Nationally, colleges and universities are expanding and strengthening the mental health services they provide to students, says Houston Dougharty, vice-president for student affairs. Grinnell College is also implementing this practice through a number of changes and additions to mental health staff and programming.
Throughout 2008, a committee of students, staff, faculty, and Poweshiek County Mental Health Center (PCMHC) representatives met to discuss the state of mental health services on campus. The conversation revolved around one central question: is Grinnell College currently addressing the needs of its students by providing adequate mental health services?
The principal recommendation to emerge was the desire for Grinnell to provide its own mental health services for students on campus.
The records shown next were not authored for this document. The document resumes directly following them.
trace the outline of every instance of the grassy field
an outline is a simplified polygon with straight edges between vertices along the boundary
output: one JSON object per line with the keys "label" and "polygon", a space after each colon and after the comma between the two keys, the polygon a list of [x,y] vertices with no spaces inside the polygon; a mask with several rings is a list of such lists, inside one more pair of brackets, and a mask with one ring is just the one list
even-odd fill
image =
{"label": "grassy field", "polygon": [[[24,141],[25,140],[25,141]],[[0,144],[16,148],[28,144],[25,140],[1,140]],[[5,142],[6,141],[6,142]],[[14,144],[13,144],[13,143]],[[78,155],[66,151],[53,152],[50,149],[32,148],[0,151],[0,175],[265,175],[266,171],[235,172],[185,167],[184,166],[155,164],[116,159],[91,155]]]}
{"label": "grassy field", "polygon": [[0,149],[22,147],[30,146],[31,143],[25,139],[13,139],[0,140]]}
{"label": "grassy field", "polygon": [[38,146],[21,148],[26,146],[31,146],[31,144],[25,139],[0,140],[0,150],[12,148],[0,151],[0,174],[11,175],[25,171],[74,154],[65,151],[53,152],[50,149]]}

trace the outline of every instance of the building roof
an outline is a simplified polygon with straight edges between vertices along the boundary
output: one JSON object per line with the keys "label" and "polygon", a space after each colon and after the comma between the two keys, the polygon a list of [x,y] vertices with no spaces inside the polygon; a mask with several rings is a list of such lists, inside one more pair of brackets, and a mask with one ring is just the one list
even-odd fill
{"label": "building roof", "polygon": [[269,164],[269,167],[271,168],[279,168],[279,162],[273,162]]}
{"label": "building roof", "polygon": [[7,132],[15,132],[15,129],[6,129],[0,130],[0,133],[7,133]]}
Dougharty worked to implement the recommendations of the committee, and he says plans are underway to expand the services provided by Health Services to include on-campus counseling. The addition of at least two full-time College-employed psychologists will allow students the option of seeing psychologists on campus.
Joyce Stern ’91, dean for student academic support and advising, anticipates the new counselors will quickly become part of the fabric of Grinnell. “The counselors will be especially attuned to the stresses, culture, and happenings on campus,” she says. “As active members of the campus, they will be able to provide more outreach and consultation for faculty, staff, students, and members of the community.” The College also plans to retain its close ties to PCMHC.
Stern says a new organizational structure will merge health and counseling at the reformatted Student Health and Counseling Services. Two new leadership positions have been created: 1) lead psychologist and director of student health and counseling services, and 2) staff psychologist and training coordinator. Student Health and Counseling Services will be organized under the guidance of the lead psychologist and director, who along with student counseling responsibilities will coordinate all issues related to both student health and counseling. The staff psychologist, in addition to providing counseling, will focus on mental health issues and report to the lead psychologist and director.
Deb Shill, registered nurse at Health Services, will be promoted to lead nurse and student health services coordinator, Stern says. Starting July 1, she will also report to the lead psychologist and director. Finalists for the lead psychologist position will interview on campus soon. Candidates will have the opportunity to meet with Grinnell faculty, staff, and students. The new structure will be put into effect for the beginning of the 2010–11 academic year.
Despite the changes, Shill says, some things will remain the same at the Health Center: friendly staff, free condoms, and a welcoming atmosphere including gossipy magazines, a well-dressed skeleton in fetching Grinnell gear, and a caregiver away from home. “My goal from this promotion is to strive to keep the Health Center as warm, inviting, and comfortable as it always has been,” Shill says.
As Grinnell welcomes several new health care providers, the College prepares to say goodbye to Health Services Director Karen Cochran, who will be retiring soon. Cochran has helped countless Grinnell students battle the seemingly never-ending cold and flu season, and her departure will be deeply felt, Shill says. “Karen is a wonderful person first, and a great nurse second. She is a role model and she will be missed.”
This is an exciting transitional period in Grinnell’s approach to mental health on campus, Stern says, and the changes being made are due in large part to student involvement and recommendations. Many students voiced their opinion in surveys, in focus groups, and by actively participating in reformatting the type of care offered on campus. As Student Health and Counseling Services evolves, Stern adds, continued student involvement will further help these services develop to best respond to student needs.